Following the death of Gershon Huberman

28/01/2010

Following the death of Gershon Huberman late 2009 we invited Ian Brittain to write about his life and work in the Paralympic Movement

Early Leaders

Gershon Huberman

Huberman, a Polish Jew, immigrated to Palestine in 1937 and soon after joined the British army, where he was trained as a physiotherapist. In 1946 he completed his service and returned to settle in Palestine. In the late 1940s he attended an 18-month long course in physical education at the recently established Wingate Institute. As part of this course Huberman came into contact with orthopaedic surgeons and because of his physiotherapy training they began to send him their private patients for treatment. The two major sources of sport participants with a disability at that time were veterans of the Israel Defense Force (IDF), who were injured during their military service, including the War of Independence, and victims of the polio epidemics breaking out in the early 1950s.

One source of professional knowledge was Ludwig Guttmann who visited Israel in 1949 and 1956 and shared his medical and rehabilitation perspective with professionals, including Huberman. Another important source was the German physical educator and sports teacher Konrad Lorenzen, who published in German a masterpiece of professional guidance to sports for participants with a physical disability.
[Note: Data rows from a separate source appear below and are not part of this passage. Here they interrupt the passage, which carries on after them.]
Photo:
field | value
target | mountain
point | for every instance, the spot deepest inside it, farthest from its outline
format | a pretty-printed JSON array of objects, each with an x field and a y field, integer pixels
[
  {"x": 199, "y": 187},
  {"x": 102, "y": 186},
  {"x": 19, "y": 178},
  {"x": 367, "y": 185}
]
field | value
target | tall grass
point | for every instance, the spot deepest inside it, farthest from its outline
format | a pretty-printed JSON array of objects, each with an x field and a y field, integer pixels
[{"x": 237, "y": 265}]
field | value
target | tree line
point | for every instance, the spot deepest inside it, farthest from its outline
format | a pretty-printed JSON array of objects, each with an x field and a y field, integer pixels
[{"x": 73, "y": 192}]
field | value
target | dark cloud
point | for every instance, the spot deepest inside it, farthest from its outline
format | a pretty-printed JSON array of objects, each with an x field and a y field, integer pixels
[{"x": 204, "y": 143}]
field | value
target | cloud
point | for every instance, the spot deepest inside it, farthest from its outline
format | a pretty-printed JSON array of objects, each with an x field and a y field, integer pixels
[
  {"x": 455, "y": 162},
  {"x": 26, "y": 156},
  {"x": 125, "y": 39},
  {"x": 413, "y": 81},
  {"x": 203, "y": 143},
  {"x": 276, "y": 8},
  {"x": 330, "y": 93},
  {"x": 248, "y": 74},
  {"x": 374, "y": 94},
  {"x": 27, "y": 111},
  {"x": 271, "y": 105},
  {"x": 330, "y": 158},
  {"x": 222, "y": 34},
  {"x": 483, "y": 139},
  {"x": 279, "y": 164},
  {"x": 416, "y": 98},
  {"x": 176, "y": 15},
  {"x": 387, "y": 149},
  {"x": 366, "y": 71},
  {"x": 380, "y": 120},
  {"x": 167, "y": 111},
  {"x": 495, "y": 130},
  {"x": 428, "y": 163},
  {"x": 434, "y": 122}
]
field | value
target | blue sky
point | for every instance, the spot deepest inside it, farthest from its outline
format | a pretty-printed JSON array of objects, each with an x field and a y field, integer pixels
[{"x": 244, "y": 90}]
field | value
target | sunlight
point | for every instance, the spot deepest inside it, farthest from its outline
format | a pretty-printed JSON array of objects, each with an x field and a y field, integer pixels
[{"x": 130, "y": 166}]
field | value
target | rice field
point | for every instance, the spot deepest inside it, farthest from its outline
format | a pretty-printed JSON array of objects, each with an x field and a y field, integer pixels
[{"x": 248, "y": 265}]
He was a personal friend of Huberman and his book together with Guttmann’s writings influenced Huberman’s early experiences of introducing swimming, table tennis, athletics and wheelchair basketball to participants with disabilities.

Huberman was affiliated with the Israeli Association for Children with a Disability (ILAN) which, due to its major impact on the polio vaccination campaign and establishment of the first physiotherapy school in Israel and other rehabilitation endeavours, received a piece of land especially for the practice of sport for participants with a disability. This land was used for summer camps and in 1958 a groundbreaking ceremony was held for the construction of an adapted sports hall, which was officially opened on 1 September 1960. It was named the ‘Spewack Centre’ after its principal benefactors and is better known today as the Israel Sports Centre for the Disabled (ISCD) operated by the ILAN Organization.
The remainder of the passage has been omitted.